By Steve Baragona with Voice of America
MORGANTOWN, WV - The rusty orange streambed is a giveaway.
Paul Ziemkiewicz pulls off a winding country road at a stream about 45 kilometers east of Morgantown, West Virginia. The water is about as acidic as vinegar, he says. It's "100% fatal" to aquatic life.
"I doubt that even deer want to drink the water," he added. "it's useless."
This pollution, known as acid mine drainage, contaminates roughly 4,000 kilometers (2,500 miles) of West Virginia waterways. It's a legacy of more than a century of coal mining in the region.
Ziemkiewicz grew up in Appalachia, outside Pittsburgh, where, he said, "acid mine drainage was just way of life. Streams tended to be orange."
For the last 30 years, he has been working to clean up Appalachia's acidified waterways.
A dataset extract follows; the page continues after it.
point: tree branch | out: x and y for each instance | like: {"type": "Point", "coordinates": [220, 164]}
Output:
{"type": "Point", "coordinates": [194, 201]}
Ziemkiewicz directs the West Virginia University Water Research Institute.
Now, he's found an unexpected silver lining in these polluted streams.
Or, perhaps more accurately, a neodymium lining.
Something in the water
Ziemkiewicz discovered minerals called rare earth metals are dissolved in the acidic water. These elements make some key modern tech work.
Neodymium, for example, is used in powerful magnets in wind turbines and electric vehicles. It makes the tiny magnets in cell phone speakers possible.
"If you were using a conventional iron magnet in your cell phone, your cell phone would be like a brick," Ziemkiewicz said. With rare earths, he added, "you can miniaturize things."
They also have critical military uses, from night vision gear to high-performance aircraft.
The F-35 Joint Strike Fighter is built with scandium alloys, for example. "It makes aluminum much stronger," Ziemkiewicz noted, "so you can make the wings thinner the body lighter."
But the United States has no domestic supplier of purified rare earth elements. About four-fifths come from China.
That's raised concerns that economic and national security could be threatened if China were to tighten supplies, as the country did in 2011. Beijing has signaled it could restrict exports in response to the Trump administration's tariffs on hundreds of billions of dollars of Chinese goods. So far, though, the rare earths have kept flowing.
Not so rare
Only one mine in the United States produces rare earths. It's actually not because they're rare, however, despite the name. It's because they typically are found in very low concentrations, mixed in with other minerals. Mining and purifying them is environmentally destructive, energy intensive and generally not profitable enough for most companies to invest in producing them.
They dissolve in acid, though, which is why Ziemkiewicz found them in acid mine drainage.
"It's basically letting nature do for free what you would have to do with a great deal of time effort and money," he said.
Ziemkiewicz is one of a handful of researchers looking into some of the coal industry's more unpleasant by-products as potential sources, with funding from the U.S. Department of Energy.
For example, when coal burns, rare earths are left behind in the ash.
"It's already concentrated," said University of Kentucky geologist Jim Hower. "The mining has been done. You've just got to get in there and recover it."
The waste left over from processing coal between mining and burning might also prove a valuable source. The region's long history of mining means there's plenty of it.
"We've had over 100 years of waste generated that's sitting on the surface," said University of Kentucky mining engineer Rick Honaker. That could provide "many years of supply" of rare earths.
However, the United States still lacks a facility to refine the minerals into pure metals. Even the rare earths mined in the United States are shipped to China to process.
Treasure from trash
The Department of Energy sees boosting domestic supplies as a first step. Ziemkiewicz received a $5 million DOE grant to scale up his lab's rare earth extraction system at a new acid mine drainage treatment plant to be built about 100 kilometers southeast of Morgantown.
He estimates that acid mine drainage across northern Appalachia could produce more than 2,000 tons of these critical minerals, out of the roughly 10,000 tons the United States uses each year.
And the money provides an incentive to clean up more waterways.
"You can't sell the water, but you can certainly sell the rare earth product," he said. "And if you can use that to pay for lime, pay for the people who operate the plants and improve your infrastructure and treat more streams, then this is how you have to go."